Immigration advocates believe they have a weapon to prevent other local police from joining a controversial federal program that checks the immigration status of anyone arrested, which the Boston Police has been part of for years.

Under the Freedom of Information Act, the ACLU of Massachusetts learned that police departments can opt out of the Secure Communities program — which aims to deport violent criminals but has also handed noncriminals over to the U.S. Bureau of Immigration and Customs Enforcement.

“We at the ACLU are becoming part of a robust effort to push back against it before it does become almost impossible,” the ACLU’s Nancy Murray said during a meeting of immigration activists Tuesday night at Centro Presente’s Somerville office.

“We do have an opening now, especially if only Boston has signed onto it, and the more noise we can make and the more organized we can be, the better.”

Boston officially joined Secured Communities.

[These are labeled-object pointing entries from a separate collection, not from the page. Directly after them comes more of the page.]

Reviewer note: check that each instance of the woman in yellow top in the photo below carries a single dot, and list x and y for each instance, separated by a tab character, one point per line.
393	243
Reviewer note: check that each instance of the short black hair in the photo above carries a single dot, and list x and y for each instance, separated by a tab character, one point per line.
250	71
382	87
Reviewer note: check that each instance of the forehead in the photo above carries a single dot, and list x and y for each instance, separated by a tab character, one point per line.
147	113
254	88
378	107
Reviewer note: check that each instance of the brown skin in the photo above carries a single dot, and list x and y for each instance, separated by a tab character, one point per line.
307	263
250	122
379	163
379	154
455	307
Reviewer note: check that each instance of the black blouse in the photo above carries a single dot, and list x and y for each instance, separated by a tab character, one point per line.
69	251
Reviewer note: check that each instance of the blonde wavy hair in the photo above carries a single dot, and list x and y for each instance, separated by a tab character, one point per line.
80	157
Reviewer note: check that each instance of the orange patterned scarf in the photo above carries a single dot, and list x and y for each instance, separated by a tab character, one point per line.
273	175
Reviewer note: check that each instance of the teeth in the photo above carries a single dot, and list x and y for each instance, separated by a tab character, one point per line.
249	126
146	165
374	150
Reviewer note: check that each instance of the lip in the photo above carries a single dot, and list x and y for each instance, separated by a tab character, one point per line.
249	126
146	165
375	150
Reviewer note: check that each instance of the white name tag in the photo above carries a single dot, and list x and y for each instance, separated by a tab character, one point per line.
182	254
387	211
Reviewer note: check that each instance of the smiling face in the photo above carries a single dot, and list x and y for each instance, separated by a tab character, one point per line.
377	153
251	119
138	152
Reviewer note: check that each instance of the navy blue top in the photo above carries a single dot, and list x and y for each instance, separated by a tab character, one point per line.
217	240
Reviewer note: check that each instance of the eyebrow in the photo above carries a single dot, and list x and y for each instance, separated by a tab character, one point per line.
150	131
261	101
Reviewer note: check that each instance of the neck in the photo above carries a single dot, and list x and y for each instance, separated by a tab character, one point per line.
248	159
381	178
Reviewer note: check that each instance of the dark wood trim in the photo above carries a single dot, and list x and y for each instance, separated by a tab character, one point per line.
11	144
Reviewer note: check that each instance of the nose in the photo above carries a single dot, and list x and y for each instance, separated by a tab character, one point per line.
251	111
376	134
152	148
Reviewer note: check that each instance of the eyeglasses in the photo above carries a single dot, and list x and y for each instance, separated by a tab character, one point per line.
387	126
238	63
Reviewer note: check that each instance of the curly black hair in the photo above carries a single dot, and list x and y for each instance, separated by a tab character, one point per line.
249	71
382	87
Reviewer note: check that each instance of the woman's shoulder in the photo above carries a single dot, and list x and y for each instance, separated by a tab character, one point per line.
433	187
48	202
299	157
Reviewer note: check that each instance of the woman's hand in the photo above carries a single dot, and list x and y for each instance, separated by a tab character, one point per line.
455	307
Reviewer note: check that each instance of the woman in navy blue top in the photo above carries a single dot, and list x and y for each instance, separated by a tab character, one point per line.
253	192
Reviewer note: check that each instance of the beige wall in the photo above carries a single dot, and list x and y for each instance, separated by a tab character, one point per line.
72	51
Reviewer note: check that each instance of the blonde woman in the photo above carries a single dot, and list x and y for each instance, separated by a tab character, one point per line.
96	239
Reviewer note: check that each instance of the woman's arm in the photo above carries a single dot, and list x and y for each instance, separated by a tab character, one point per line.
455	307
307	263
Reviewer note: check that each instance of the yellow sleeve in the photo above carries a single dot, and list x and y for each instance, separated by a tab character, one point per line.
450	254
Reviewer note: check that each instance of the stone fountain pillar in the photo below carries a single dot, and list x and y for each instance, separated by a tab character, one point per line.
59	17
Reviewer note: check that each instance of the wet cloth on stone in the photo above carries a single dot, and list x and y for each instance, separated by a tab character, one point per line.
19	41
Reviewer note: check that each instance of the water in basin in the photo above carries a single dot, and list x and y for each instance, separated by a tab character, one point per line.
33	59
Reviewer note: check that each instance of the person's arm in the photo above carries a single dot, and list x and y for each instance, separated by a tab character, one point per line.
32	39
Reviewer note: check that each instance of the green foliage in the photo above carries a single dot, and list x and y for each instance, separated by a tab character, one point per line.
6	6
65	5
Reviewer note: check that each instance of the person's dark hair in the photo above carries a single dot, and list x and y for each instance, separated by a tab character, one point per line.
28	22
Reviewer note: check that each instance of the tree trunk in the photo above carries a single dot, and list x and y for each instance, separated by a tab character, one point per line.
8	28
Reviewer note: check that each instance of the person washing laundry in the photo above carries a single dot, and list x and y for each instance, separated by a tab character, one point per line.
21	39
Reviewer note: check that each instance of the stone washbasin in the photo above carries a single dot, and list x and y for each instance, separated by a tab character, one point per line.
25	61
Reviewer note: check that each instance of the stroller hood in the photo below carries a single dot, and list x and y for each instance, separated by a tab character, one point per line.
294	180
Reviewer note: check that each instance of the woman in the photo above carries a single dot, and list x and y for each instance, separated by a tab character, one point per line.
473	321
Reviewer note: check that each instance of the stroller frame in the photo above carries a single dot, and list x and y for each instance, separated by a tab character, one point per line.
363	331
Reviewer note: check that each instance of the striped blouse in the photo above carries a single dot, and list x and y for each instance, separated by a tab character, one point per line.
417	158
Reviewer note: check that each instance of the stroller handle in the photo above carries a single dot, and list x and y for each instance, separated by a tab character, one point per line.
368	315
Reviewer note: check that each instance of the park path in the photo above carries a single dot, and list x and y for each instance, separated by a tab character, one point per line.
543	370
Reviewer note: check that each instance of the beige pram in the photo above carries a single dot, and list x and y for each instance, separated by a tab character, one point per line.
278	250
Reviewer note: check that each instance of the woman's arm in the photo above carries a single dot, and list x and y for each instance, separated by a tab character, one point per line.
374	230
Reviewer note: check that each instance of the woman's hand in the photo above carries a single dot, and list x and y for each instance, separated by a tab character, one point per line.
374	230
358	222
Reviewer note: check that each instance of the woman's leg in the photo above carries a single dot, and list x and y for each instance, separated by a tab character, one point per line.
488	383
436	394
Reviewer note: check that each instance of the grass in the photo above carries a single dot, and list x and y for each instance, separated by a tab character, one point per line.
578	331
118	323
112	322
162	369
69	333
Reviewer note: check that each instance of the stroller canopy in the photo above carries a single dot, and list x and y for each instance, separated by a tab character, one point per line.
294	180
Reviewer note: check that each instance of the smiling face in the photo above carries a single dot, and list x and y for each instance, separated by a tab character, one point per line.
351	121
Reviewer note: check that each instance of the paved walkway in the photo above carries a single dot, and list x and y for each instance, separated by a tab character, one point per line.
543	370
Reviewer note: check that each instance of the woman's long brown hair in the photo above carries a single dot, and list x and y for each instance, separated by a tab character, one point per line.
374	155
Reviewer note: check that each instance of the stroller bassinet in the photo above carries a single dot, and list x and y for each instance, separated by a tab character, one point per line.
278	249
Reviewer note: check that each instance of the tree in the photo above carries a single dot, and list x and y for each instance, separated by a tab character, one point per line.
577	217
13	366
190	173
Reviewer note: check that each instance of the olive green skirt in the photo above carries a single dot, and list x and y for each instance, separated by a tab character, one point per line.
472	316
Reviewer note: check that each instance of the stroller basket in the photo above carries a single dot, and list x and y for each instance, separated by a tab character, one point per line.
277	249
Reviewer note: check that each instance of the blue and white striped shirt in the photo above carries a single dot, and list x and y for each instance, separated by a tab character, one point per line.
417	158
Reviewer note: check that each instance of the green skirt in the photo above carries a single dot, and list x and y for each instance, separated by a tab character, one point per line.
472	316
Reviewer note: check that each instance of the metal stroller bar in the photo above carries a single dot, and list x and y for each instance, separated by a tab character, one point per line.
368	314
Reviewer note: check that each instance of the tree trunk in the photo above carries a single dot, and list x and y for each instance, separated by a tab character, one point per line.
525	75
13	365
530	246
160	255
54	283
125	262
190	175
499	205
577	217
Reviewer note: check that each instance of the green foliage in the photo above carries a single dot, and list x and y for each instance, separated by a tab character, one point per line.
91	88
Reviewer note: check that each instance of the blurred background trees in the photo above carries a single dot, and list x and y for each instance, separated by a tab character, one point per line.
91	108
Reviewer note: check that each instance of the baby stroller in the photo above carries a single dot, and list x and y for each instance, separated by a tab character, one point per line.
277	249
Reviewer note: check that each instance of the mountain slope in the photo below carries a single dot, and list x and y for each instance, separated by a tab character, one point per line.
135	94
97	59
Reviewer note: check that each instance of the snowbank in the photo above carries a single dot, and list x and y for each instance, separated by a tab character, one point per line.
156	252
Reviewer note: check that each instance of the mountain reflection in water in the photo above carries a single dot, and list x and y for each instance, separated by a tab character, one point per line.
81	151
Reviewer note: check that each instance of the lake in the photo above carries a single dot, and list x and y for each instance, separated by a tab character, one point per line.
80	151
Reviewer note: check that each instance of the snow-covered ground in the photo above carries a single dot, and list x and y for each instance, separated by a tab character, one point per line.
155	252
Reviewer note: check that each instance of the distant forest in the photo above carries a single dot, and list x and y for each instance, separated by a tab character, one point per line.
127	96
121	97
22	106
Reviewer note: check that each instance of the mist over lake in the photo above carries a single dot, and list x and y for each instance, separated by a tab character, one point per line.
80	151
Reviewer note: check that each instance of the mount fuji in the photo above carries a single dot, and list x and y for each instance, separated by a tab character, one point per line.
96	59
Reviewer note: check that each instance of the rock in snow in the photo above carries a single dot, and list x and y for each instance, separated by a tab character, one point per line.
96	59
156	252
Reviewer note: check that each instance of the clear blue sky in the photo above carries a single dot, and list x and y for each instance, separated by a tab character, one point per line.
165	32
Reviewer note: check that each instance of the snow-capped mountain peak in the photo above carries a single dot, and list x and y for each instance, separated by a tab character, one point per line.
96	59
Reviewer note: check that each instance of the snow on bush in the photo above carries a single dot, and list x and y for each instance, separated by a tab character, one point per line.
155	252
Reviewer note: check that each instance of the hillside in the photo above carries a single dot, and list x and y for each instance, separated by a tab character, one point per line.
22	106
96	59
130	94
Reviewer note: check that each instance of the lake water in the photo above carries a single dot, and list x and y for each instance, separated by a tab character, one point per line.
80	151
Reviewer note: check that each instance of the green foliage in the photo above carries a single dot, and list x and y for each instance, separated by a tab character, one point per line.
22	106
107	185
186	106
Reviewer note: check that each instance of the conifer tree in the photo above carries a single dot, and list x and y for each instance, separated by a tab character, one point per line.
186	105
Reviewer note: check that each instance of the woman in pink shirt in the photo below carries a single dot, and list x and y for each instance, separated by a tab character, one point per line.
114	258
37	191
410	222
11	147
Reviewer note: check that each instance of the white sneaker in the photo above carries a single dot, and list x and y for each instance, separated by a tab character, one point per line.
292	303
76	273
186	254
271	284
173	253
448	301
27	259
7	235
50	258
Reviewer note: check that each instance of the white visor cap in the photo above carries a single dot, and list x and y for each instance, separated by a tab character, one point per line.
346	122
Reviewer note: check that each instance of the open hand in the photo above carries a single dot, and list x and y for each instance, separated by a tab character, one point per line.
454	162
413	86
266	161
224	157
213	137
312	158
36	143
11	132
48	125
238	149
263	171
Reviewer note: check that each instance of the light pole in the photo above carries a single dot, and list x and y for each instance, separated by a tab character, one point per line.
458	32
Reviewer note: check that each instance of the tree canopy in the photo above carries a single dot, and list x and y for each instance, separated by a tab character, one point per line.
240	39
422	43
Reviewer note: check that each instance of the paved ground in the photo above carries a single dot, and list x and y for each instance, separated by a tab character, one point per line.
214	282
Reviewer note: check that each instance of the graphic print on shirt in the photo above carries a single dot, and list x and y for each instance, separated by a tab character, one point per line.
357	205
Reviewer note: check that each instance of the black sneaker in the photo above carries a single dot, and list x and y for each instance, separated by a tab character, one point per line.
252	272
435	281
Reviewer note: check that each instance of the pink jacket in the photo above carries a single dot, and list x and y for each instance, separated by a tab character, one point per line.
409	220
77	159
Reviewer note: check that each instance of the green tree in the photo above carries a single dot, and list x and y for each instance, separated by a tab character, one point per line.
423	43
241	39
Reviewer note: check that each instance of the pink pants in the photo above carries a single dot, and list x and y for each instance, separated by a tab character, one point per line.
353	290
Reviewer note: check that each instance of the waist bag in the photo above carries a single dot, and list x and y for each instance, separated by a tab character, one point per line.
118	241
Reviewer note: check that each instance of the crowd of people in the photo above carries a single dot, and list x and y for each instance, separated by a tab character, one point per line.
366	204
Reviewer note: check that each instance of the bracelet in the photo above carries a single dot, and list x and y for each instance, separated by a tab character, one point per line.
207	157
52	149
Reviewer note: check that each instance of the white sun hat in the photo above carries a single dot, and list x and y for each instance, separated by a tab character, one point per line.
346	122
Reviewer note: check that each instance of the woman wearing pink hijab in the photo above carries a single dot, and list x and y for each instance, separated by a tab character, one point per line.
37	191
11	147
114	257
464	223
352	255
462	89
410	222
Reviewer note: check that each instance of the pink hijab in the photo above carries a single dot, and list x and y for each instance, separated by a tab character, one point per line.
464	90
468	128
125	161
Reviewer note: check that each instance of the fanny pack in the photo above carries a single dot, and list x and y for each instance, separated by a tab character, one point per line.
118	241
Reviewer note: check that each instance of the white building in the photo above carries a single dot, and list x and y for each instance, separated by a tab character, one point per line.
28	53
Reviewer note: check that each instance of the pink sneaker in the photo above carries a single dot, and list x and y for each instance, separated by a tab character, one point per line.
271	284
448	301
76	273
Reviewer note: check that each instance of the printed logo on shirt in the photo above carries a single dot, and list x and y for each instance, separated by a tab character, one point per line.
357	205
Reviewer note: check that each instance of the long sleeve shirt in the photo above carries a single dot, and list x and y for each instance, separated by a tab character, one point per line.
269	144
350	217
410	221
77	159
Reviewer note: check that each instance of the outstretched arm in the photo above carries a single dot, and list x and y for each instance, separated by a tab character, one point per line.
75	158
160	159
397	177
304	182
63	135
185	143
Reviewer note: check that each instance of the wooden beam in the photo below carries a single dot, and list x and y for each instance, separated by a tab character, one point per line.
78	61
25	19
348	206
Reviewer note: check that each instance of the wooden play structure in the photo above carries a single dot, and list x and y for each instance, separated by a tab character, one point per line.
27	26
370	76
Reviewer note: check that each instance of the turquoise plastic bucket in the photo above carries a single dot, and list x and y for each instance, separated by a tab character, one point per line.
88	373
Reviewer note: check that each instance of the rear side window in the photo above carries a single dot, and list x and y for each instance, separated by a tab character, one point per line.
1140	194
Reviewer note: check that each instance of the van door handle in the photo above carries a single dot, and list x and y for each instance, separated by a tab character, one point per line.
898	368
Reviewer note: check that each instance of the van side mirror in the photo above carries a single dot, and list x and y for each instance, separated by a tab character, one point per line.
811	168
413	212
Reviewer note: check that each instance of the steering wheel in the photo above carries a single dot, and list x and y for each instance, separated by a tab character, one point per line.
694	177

Opponents argue the program erodes community policing by making immigrants afraid to cooperate with police.

Normally against using his power to enforce federal immigration laws, Police Commissioner Edward Davis has defended the program.

Systemic barriers

The Washington Post reported last Friday that local police departments
can’t opt out of the program, even though it’s widely thought to be
voluntary.

States could refuse to send fingerprints to the FBI, which forwards them
to ICE, but that won’t happen because authorities need to know the
criminal histories of people they arrest.